通背拳と言う名前で、壁の向こうにもたれている相手を、

壁の反対側から打ち抜く。

(本来は、通背拳とは流派名であり技名ではない)


さて、そんなことが、我々『生徒』に出来るのか?

という命題というか、疑問にブチ当たる。


ちなみに、前回書いたが、

当時、師匠は不思議な崩し技をころころ掛けていたので、

その手の技も『出来ても不思議じゃない』と皆思っており、

誰も師匠にリクエストする人間はいなかった(笑)


そんな中、

師匠が、昔使っていた頑丈な防具やら、

ぶっといエアーミットやらを持ってきた事があった。


当然の事ながら、格好の玩具を与えられた生徒達がどうするかは、

想像に難くない。


生徒A「いくぞ~っ!」

生徒B「うっしゃあ!、来い!!」

ボコッ!、ボコボコッ!

生徒B「しゃっ、まだ平気じゃあ!!」

生徒C「今度俺!、俺!が打つ!」

生徒A「受けるの俺ね!」

生徒C「りゃあっ!」

バシン!、ゴッ!


景気良く遊びまくりである。


で、、まあ漫画のような浸透技は我々生徒では出来ない、

という結論に達し、


それはそれで置いといて、楽しいので、

殴り殴られとしていた。


話は替わり、

私の持病の一つに、

神経緊張性の下痢がある。


同じ症状でお悩みの方も多い病気で、

会社の出勤時刻になると下痢が襲うというあれであるが、

(登校拒否みたいなものでもある)

もともと緊張症の私はのべつまくなしにこの症状が起きてしまう。

店屋でものを買うときすら起こったりする。


練習会の終了後にも起きる事が多かった。

練習会終了後のアフターのだべりタイム、

30分、一時間、とかすると、


私 「すいません、ちょっとトイレに‥‥‥‥」

と言って車からトイレットペーパーを取り出し公園のトイレに駆け込む。

私 「失礼しました。
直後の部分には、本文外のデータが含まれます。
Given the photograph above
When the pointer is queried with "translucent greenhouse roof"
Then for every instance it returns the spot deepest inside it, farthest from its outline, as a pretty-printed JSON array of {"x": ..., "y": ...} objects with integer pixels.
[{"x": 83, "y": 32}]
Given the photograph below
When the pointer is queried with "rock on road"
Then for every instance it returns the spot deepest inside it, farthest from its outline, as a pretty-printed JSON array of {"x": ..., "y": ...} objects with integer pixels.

」

師匠「用意が良いなあ、いつも車の中にトイレットペーパー入れてるの?」

私 「はい、最近はすぐ下痢になってしまって」

師匠「ふ~ん?」


何か考え込んでいる師匠。


私 「‥‥‥‥どうしたんです?」

師匠「なんか、ここ最近腹を下す生徒が多いんだわ」


師匠の話によると。

最近、アフターを辞退する者、途中で離脱する者、多数なので、

辞退した人間に後で理由を聞くと。


師匠「、なんか用事でもあるのか?」

生徒「いえ、なんだか最近おなかの具合が悪くて‥‥‥‥‥‥」

師匠「何だ、なにか悪いものでも食べたのか?」

生徒「いや~そんな覚えはないんですが」

という会話になるという。


それが、二週間、三週間と続いてさすがにおかしいと思い始めた、との事。


師匠「なんか変だな~、みんな調子を悪くするなんて」

私 「良いんじゃないですか?、基本、武術って自己責任ですし」

師匠「でもな~、練習会としてリスクがあるなら減らしておきたいし‥‥‥‥」

そんなとき、横にいたK先輩が口を開く。

K 「あの‥‥‥‥師匠」

師匠「なんだい?」

K 「中国武術の打撃って体内に浸透するって言いますよね」

師匠「うん、それがどうした?」

K 「このあいだ防具を持ってきてから、みんなバコバコ打撃いれてましたよね?」

師匠「‥‥‥‥‥‥おお!、それだわ」

師匠、ぽんと手を打って納得。


私 「マジですか?、特にダメージとかは感じなかったですけど?」

師匠「試しに、防具を撤収させてみればわかる」


その後、防具を師匠が撤収させるとともに、

全員の体の不調がぴったりと止んだ(笑)


師匠「はい、原因特定~(苦笑)」

K 「ですね~(苦笑)」


これで原因がはっきりした、

結局、打撃は浸透していたわけで、


生徒A「アホだ俺ら‥‥‥‥‥‥」

生徒B「中国武術やってる人間がその原因に気付かないってどうよ?」

生徒C「いや、防具の上から打撃入れたら下痢だなんて、何処の団体でも言ってないぞ」

生徒A「武術誌でも書かれてないな」

生徒B「何?、ひょっとしてうちらが『初』なわけ?」

生徒C「ここの会って、はっきり言って日本では一番の『後進団体』だよねえ」

生徒B「設立して数年経ってないのに‥‥‥‥」

(※今は20年以上経ってます)

生徒C「ちゃんと解ってれば、雑誌でも注意事項で話しが出るだろうし」

私  「いやね、『実践』という意味では、他のレベルが低い可能性がある」

生徒A「どういうこと?」

私  「昔、名門の形意拳3年やってるって人と会って、散手用の鞭手みせたら」

生徒A「見せたら?」

私  「その人、『多分私は貴方に勝てません』って言ってた」

生徒A「え?!」

私  「螳螂拳の教室でやってた技だから、その時は螳螂拳だと思って説明したけど、

よくよく師匠に訊いたら、鞭手って、洪懿祥系の形意拳の技だった」

生徒B「その時って、asadaは拳歴何年?」

私  「‥‥‥‥半年」

生徒A「おいー!!」


以上、一ヶ月近く下痢に悩まされた生徒による、

やり場のない怒りを抱えた無責任発言でありました。